Music is both aesthetic and therapeutic.

Music is universally loved, and the joy of listening to favorite works can bring people together, heighten emotions, and inspire nonverbal communication on a deep level. The therapeutic element of music is equally as important as the aesthetic element; music protocols based in scientific research are applicable to many diagnoses that involve motor, speech, and cognition challenges.

Historically, music therapy began as a vocation shortly after World War II, when musicians in bands would travel to the VA hospitals to play for the wounded soldiers. It was noticed that these soldiers somehow felt better after hearing the music, but no one really knew why. Demand grew for more and more musicians to play at the hospitals, and the first university program for music therapy certifications was established in 1944 at Michigan State University.

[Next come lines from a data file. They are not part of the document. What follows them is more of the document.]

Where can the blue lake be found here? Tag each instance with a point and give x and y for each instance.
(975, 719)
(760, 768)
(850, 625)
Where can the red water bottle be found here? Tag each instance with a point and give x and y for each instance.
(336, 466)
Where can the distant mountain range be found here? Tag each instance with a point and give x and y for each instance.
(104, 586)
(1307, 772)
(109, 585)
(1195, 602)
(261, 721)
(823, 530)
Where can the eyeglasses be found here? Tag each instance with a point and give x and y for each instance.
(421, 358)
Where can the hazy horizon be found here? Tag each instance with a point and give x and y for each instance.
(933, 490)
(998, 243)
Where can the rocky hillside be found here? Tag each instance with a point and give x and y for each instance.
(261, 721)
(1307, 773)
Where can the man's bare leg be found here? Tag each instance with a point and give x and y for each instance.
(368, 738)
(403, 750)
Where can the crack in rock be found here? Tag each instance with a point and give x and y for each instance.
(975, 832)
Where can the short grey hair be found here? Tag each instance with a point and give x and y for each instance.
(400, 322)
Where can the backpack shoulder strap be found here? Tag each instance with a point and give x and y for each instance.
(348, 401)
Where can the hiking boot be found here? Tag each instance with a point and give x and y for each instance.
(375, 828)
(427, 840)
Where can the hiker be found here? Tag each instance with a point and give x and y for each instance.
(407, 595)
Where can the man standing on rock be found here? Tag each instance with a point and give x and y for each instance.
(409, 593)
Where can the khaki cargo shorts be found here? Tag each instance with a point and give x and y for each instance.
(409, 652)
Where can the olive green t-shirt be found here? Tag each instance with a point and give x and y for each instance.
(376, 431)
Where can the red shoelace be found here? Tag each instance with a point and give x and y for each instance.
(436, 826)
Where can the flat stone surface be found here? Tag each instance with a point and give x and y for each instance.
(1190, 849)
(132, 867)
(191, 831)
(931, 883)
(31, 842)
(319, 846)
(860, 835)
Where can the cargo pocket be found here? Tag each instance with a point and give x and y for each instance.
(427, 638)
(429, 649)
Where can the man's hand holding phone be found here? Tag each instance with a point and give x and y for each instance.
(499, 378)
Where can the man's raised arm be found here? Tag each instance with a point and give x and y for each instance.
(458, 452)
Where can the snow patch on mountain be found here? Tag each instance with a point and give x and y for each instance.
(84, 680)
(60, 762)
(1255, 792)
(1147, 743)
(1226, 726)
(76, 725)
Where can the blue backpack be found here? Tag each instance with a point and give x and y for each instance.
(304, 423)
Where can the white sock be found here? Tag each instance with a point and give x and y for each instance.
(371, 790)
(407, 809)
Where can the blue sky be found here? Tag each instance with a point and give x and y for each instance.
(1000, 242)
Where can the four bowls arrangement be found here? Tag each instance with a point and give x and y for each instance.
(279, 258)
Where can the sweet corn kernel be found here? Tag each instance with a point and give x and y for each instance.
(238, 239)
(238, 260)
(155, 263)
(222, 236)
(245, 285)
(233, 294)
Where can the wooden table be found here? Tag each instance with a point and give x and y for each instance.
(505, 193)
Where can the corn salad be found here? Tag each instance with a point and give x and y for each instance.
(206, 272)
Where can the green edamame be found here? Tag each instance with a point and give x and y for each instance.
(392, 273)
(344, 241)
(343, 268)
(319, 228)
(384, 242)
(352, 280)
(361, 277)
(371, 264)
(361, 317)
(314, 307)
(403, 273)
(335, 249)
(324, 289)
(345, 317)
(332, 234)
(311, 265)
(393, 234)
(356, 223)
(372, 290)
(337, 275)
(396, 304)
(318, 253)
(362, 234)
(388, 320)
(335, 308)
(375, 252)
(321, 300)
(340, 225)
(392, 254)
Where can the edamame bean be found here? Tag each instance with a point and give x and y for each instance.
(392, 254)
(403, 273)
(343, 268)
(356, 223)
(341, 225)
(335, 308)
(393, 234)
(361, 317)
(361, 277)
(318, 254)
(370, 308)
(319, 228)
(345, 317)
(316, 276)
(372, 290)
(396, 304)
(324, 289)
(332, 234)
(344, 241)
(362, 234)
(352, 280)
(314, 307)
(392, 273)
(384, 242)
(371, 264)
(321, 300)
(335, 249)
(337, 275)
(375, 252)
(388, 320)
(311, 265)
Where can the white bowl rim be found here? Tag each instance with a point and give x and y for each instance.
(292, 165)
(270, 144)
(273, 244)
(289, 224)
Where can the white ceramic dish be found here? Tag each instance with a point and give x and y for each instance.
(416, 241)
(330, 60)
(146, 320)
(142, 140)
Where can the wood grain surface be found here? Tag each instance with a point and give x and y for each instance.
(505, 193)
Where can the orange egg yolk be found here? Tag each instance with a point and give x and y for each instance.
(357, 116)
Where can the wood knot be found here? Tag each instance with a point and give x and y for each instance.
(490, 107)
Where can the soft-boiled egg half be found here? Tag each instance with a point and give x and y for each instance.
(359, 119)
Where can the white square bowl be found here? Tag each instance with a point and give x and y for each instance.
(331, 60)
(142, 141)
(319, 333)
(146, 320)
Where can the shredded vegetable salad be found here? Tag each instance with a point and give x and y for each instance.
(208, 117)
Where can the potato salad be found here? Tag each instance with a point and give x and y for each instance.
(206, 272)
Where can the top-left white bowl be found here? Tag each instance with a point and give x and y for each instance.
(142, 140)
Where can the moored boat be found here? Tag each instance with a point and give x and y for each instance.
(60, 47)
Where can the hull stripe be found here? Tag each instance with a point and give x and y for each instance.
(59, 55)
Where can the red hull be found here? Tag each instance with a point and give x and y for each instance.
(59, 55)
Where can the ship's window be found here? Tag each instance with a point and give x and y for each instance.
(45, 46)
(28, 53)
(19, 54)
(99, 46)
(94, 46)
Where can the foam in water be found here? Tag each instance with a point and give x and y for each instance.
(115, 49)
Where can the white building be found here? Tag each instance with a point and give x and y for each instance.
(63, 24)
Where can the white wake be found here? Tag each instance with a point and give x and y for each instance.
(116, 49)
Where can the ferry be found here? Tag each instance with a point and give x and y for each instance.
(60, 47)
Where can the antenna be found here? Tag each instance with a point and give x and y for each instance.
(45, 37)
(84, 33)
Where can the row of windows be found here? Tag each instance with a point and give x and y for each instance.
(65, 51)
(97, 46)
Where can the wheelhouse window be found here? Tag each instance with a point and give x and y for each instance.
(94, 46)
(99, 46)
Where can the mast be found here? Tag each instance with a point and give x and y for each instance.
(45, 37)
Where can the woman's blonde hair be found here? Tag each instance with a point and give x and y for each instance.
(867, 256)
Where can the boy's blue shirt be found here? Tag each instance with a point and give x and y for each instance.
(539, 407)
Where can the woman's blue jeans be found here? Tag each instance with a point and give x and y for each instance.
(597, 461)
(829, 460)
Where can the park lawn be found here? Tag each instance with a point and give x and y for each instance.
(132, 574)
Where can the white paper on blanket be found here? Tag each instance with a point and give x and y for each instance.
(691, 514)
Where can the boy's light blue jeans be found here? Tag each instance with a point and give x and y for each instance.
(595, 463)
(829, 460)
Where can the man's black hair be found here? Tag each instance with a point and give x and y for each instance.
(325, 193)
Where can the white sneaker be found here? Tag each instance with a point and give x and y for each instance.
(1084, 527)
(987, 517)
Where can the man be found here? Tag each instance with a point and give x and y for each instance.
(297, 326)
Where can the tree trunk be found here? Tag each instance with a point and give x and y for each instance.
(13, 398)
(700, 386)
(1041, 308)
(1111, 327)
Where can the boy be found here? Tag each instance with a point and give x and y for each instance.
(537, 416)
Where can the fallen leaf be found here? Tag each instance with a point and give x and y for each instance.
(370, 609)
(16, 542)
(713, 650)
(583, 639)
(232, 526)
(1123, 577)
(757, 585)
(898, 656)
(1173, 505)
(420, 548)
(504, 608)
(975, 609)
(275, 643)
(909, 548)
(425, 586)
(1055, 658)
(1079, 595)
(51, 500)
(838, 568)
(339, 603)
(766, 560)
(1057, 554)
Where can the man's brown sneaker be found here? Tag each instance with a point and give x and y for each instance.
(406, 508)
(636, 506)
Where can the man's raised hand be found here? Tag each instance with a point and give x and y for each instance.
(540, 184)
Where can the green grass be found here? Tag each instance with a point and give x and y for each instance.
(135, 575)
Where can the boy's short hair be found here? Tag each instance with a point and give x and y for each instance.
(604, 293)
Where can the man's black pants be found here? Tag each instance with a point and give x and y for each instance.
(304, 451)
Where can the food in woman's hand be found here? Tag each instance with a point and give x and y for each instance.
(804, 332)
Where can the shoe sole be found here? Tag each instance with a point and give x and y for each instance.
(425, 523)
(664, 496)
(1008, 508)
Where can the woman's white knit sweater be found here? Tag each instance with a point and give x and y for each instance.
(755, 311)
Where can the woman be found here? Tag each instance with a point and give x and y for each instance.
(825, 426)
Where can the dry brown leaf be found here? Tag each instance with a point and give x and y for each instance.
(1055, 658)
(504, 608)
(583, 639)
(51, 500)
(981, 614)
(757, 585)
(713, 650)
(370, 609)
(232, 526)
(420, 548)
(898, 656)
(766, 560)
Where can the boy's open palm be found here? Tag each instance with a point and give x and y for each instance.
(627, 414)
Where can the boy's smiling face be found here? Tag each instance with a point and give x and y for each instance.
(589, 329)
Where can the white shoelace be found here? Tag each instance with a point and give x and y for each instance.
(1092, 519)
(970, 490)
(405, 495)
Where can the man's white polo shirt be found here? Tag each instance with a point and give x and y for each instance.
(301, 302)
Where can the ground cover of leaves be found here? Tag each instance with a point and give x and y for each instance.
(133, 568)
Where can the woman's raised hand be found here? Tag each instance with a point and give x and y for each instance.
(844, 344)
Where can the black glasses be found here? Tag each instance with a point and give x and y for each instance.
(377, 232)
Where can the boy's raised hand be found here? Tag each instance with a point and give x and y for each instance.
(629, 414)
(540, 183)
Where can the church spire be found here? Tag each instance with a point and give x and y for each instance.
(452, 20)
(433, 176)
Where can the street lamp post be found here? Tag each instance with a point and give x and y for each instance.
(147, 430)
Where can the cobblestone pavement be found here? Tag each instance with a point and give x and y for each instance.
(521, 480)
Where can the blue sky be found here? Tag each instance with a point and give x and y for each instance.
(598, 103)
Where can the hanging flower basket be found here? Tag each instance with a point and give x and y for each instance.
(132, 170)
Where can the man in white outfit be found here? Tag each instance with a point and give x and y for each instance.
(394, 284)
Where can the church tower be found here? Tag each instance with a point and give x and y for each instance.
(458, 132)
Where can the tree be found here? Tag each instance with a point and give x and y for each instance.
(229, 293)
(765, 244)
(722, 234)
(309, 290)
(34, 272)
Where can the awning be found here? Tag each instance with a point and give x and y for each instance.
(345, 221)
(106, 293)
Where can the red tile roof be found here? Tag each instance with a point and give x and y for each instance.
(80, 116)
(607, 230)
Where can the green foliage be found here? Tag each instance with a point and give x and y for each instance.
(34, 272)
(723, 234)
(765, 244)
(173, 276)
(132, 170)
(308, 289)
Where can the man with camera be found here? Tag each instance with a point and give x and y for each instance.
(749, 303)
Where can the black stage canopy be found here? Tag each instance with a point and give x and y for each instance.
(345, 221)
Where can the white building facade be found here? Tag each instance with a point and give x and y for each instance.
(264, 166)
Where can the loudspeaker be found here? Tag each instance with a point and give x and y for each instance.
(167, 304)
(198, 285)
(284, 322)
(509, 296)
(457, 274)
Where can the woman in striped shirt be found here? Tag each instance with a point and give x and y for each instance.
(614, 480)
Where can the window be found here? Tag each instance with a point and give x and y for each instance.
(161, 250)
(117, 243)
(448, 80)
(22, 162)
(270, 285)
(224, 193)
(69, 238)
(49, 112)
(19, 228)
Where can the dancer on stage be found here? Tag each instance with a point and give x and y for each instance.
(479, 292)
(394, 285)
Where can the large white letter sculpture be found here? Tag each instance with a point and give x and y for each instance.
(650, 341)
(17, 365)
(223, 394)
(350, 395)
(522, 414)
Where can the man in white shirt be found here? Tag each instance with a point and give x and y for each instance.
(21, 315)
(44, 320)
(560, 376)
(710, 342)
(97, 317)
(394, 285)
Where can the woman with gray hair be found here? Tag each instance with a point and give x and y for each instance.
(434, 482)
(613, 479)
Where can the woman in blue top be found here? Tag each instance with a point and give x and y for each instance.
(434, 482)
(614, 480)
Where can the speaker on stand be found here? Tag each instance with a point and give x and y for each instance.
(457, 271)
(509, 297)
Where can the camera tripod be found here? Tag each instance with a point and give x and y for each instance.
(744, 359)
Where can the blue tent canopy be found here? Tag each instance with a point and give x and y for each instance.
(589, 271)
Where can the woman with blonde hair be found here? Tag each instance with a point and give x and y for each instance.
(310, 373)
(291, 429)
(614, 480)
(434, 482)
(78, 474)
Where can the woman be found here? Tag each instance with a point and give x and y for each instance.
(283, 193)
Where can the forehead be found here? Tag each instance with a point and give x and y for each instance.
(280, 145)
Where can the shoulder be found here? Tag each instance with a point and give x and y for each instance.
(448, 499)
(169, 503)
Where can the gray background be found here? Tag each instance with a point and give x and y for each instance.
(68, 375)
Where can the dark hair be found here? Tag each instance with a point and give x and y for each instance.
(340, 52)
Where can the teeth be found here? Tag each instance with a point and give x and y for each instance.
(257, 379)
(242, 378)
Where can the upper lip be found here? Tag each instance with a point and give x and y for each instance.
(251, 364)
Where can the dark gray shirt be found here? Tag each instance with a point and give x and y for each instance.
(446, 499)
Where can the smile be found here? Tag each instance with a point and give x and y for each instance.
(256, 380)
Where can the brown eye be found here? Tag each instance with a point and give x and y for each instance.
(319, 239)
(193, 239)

“Music can lift us out of depression or move us to tears – it is a remedy, a tonic, orange juice for the ear. But for many of my neurological patients, music is even more – it can provide access, even when no medication can, to movement, to speech, to life. For them, music is not a luxury, but a necessity.” - Oliver Sacks, MD

When brain-imaging tools such as fMRI and EEG came into wide use during the 1990s, the path forward for music therapy gradually emerged from social science into neuroscience. Research shows that rhythm is the key element to entrain brain oscillations, heart rate, and muscle movement.

Evidence-based research verifies that music helps encourage brain plasticity, resulting in regrowth or repatterning around damaged or diseased areas for conditions such as stroke and traumatic brain injury. Unfortunately, there are some disorders such as Parkinson's disease that affect an area of the brain where plasticity cannot develop. However, greater quality of life can still result from the use of music to assist with motor movement and speech.